Orozco, fallecido este domingo en un hospital capitalino, fue quien concibió darle el volumen exagerado al trasero de las vacas.

“Y ese año que salimos a topar al Santo (Domingo de Guzmán), la primera vez todo mundo ‘clase culo, clase aquí… las vacas culonas’. Entonces de ahí quedó bautizado para la historia”, comentó en la vela de Orozco, Marvin Ondoy, también cofundador también de las vacas culonas.

Recordó que fue en los años noventa cuando un grupo de sandinistas devotos de Santo Domingo concretaron la idea que fue precedida por una larga tradición.

“Cada primero de agosto, cada cuatro, cada diez, nos íbamos a preparar santos, a dejar al Santo, nos prestaban instrumentos musicales del Colegio Maestro Gabriel, el Elvis Díaz, hacíamos rifas después para llevar a los chicheros y vino creciendo la tradición”, comentó.

Ondoy precisó que gracias a este esfuerzo es que cada año se vive un evento multitudinario en San José Oriental en el que participan no solo los capitalinos sino también visitantes de todos los departamentos del país.

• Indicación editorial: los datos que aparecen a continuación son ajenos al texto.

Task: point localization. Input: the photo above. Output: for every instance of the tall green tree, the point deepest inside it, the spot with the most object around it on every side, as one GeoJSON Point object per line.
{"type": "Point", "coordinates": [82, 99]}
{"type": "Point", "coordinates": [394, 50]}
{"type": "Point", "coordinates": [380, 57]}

Manuel Orozco, hermano de Roger y hoy coordinador de las Vacas Culonas, explicó que este año se cumplen 25 años de trayectoria.

“Un compañero la hizo en un molde en pequeño (a la vaca) pero él la hizo en grande, para llamar la atención más que todo. Lo folclórico de la vaca”, comentó.

Su hermano dijo que el domingo anterior, Orozco había participado en la reunión para definir toda la instrumentación a utilizar “teníamos que prepararlo… la íbamos a sacar del estadio para celebrar estos 25 años de las vacas”, comentó.

La vela se realiza en su casa de habitación, esta tarde será la misa de cuerpo presente y posteriormente su entierro en el Cementerio Periférico.

Durante sus honras fúnebres habrá presencia de marimba y las vacas culonas que rendirán tributo con la alegría que las caracteriza.